Two critical factors led her and the other co-founders to the conception of First Teacher, an organization that today partners with more than 250 families: the importance of early childhood experiences, often, the children of low-income households and children of color don’t get the early learning experiences that prepare them for school, currently 33% of children entering kindergarten in Boston are unprepared, and the educational access disparities that black and brown students and families face every day.
In 2013, she left her teaching job to partner with other parents on creating a parenting support group. They wanted parents to have spaces where they could understand the importance of their role as their children’s first teachers and advocates, where they could come together to support each other, share knowledge and resources with each other to help their children succeed in school and life.
She, Shantae Toole, and other parents with young children in Boston launched a collaborative model pilot in the basement of a school in Roxbury. The First Teacher founders were natural connectors and were able to get four families to attend. They were initially discouraged by the low turnout, but they remained positive and focused on getting the four families who had attended to come back. “Nothing is a failure. If they bring people, we could have eight families by the end of the pilot.” Shepherd said.
Dinah, Shantae and the other co-founders clearly wanted to grow the program slowly and organically. They believed the only way to build a successful program was to build genuine relationships with the families. By the end of the pilot program, they had successfully engaged 12 to 15 families. “We need to create spaces where parents can work with each other. It needs to be parent-to-parent not top-down,” Shepherd said.
“We need to create spaces where parents can work with each other. It needs to be parent-to-parent not top-down,” — Dinah Shepherd
Built by the People.
First Teacher was founded in 2014 with the primary goal of school readiness. However, they soon realized that the most important goal was community building. “Once you truly have a trusting network, not a judgmental community, there is nothing we have been unable to do. We’ve all raised our kids together; the staff is almost a mini-first teacher,” said Shepherd.
They are far from being a social service. Since its inception, First Teacher has been a parent-led organization that fosters parents’ confidence and capacity by creating safe, non-judgmental spaces where parents and caregivers can come together to teach, learn, connect, and commiserate. Some of this happens through their programming, playdates, workshops, and community fairs, to name a few. Most are parents and caregivers of children between 2 weeks and 6 years old.

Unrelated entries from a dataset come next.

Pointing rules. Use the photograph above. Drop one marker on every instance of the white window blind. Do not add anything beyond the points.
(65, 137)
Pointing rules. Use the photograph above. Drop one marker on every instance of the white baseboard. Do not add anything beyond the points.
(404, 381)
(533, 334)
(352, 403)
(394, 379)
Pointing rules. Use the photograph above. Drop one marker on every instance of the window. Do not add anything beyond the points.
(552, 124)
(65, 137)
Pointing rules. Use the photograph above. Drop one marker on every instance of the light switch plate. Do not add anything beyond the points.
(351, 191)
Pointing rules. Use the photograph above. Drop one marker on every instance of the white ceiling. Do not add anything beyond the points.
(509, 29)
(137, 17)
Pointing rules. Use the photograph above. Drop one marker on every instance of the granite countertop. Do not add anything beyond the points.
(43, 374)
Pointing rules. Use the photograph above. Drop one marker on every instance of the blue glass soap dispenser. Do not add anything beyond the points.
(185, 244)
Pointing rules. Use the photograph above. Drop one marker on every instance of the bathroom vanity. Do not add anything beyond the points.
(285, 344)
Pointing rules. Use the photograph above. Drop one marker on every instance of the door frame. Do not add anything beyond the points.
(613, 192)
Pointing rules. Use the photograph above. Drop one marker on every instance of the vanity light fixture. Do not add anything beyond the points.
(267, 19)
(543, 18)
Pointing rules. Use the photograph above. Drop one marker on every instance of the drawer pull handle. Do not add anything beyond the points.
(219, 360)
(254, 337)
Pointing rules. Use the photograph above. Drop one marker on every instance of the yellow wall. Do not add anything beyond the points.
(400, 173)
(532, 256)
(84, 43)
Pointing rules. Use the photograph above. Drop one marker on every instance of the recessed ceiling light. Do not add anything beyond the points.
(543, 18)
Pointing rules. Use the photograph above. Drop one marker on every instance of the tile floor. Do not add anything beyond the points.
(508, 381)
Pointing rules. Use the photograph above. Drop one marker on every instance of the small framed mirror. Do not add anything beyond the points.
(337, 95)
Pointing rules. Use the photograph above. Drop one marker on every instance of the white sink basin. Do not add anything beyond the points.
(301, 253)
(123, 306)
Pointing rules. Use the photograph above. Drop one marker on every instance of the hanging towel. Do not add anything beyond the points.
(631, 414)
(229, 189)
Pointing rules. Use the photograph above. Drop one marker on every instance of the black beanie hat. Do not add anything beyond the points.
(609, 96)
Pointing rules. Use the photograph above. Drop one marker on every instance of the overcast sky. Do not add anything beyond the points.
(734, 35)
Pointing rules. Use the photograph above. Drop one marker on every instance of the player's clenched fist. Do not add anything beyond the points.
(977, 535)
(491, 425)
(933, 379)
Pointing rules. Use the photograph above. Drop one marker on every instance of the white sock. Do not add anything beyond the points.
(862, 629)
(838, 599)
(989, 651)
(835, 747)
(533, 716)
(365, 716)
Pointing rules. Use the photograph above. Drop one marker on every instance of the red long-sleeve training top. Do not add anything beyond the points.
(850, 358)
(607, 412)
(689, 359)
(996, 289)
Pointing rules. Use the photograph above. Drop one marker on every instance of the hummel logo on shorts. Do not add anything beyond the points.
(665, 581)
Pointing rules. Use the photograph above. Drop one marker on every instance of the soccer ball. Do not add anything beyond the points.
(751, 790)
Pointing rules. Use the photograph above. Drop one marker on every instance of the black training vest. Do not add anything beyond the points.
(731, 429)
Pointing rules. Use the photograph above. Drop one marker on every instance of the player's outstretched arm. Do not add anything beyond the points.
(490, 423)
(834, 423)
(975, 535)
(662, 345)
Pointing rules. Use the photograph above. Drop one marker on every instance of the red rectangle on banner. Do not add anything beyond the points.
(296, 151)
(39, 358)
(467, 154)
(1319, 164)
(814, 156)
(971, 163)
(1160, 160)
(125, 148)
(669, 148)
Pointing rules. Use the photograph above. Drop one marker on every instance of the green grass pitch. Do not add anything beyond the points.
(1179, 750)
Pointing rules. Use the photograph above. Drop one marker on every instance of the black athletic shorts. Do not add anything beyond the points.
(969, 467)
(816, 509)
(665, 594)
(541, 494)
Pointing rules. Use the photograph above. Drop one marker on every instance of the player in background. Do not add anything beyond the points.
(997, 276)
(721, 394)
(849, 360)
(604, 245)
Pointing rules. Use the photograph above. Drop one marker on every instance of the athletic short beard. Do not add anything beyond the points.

First Teacher started small, with 15 families, 6 staff members, and 10 activities. The first 150 families heard about the program through word-of-mouth from friends, family, neighbors, and colleagues. Today they serve over 250 families, 12 staff members, and 147 activities throughout the year.
15 → 250
6 → 12
10 → 147
They are committed to creating a welcoming and inclusive environment and engage families from all over the world, speaking 14 different languages. They recruited Spanish-speaking staff members who advocate for Spanish-speaking families and provide them with a genuine connection with First Teacher, not a translated one. “I am raising my daughter Spanish speaking, so coming into an environment where she would play with other kids in her native language was big for me because I wanted to preserve that language for her,” said one staff member who was also a parent participant.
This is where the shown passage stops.